Ci ha provato tante volte a rinascere artisticamente, il buon Billy.
Il dopo scioglimento degli Smashing Pumpkins è stato un lungo tormento, iniziato con un primo album solista carichissimo ed iper-prodotto ma assolutamente non fondamentale (“TheFutureEmbrace”), passando per una reunion delle “zucche” a formazione completamente rinnovata che ha portato pochissime gioie e tanti sbadigli.
Quando tutto sembrava perso (le voci di una reunion in formazione originale, alimentate dallo stesso Billy, sanno molto di tardo ultimo tentativo di risalire la china) arriva il guru Rick Rubin con la più classica delle offerte che non si possono rifiutare: un disco solista che sa molto di reboot, con tanto di nome esteso in copertina. Un segnale di ripartenza, di distacco da un passato troppo ingombrante perché i fans possano ascoltare scevri di pregiudizi.

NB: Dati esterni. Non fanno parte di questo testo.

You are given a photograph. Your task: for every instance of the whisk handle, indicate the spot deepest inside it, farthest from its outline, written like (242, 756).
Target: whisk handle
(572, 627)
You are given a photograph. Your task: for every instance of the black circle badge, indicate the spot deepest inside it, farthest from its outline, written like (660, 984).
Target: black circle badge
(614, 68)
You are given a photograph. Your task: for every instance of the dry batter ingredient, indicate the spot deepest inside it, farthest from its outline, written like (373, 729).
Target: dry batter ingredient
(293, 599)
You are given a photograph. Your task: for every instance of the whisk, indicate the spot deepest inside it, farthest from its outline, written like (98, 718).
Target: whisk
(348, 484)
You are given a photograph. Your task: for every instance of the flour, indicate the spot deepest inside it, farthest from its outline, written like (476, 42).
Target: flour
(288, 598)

Ne esce fuori questo “Ogilala”, disco di una bellezza abbagliante. Non c’è niente di nuovo, o di complesso, in questa nuova opera di Corgan: anzi, la scelta (vincente) di Rubin (uno che di rinascite artistiche se ne intende, e l’ha dimostrato con Johnny Cash) è quella di ridurre tutto all’osso. Una chitarra, un piano e la strepitosa vocalità del vecchio Billy, che opta per un cantato costantemente vicino al vibrato ed emoziona come non faceva da lunghissimo tempo.

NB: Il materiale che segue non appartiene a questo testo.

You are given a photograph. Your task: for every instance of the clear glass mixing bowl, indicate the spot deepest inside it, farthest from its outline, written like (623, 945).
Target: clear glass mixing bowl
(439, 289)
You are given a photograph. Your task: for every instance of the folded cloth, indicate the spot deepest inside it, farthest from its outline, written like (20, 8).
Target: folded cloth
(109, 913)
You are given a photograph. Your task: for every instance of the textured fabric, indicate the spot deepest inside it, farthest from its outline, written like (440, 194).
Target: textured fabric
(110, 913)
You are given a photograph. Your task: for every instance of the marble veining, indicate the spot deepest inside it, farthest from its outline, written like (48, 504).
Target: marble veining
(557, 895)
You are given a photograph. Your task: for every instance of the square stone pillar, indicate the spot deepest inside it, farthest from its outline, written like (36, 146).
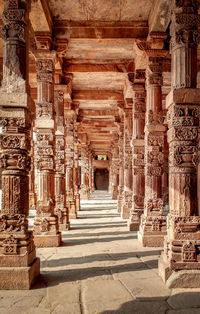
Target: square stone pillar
(46, 232)
(128, 192)
(84, 192)
(69, 161)
(61, 209)
(179, 265)
(19, 266)
(139, 108)
(153, 222)
(121, 167)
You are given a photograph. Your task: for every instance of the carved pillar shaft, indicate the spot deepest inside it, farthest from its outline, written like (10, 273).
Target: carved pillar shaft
(76, 168)
(17, 249)
(153, 224)
(60, 193)
(127, 193)
(46, 223)
(69, 150)
(121, 168)
(181, 249)
(139, 108)
(84, 172)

Per quanto una leggera piattezza di fondo ci sia, funziona tutto a meraviglia: il nuovo “vestito” confezionato da Rubin per Corgan è vincente, specialmente in alcuni episodi ove la scrittura dell’ex zucca è ancora ispirata come ai vecchi tempi (la fenomenale opener “Zowie”, sentito tributo al Duca Bianco). Torna a farsi sentire anche il desaparecido James Iha, alla sei corde (e si sente, eccome) per “Processional”, mentre altre belle cose arrivano dai due singoli “Aeronaut” e “The Spaniards” (quest’ultima dotata di un bellissimo video comprensivo di scene estratte da “Pillbox”, cortometraggio diretto dallo stesso autore). Gli archi di “Mandarynne” riportano nostalgicamente agli aurei tempi di “Mellon Collie”, così come convince pienamente la chiusura con “Archer”.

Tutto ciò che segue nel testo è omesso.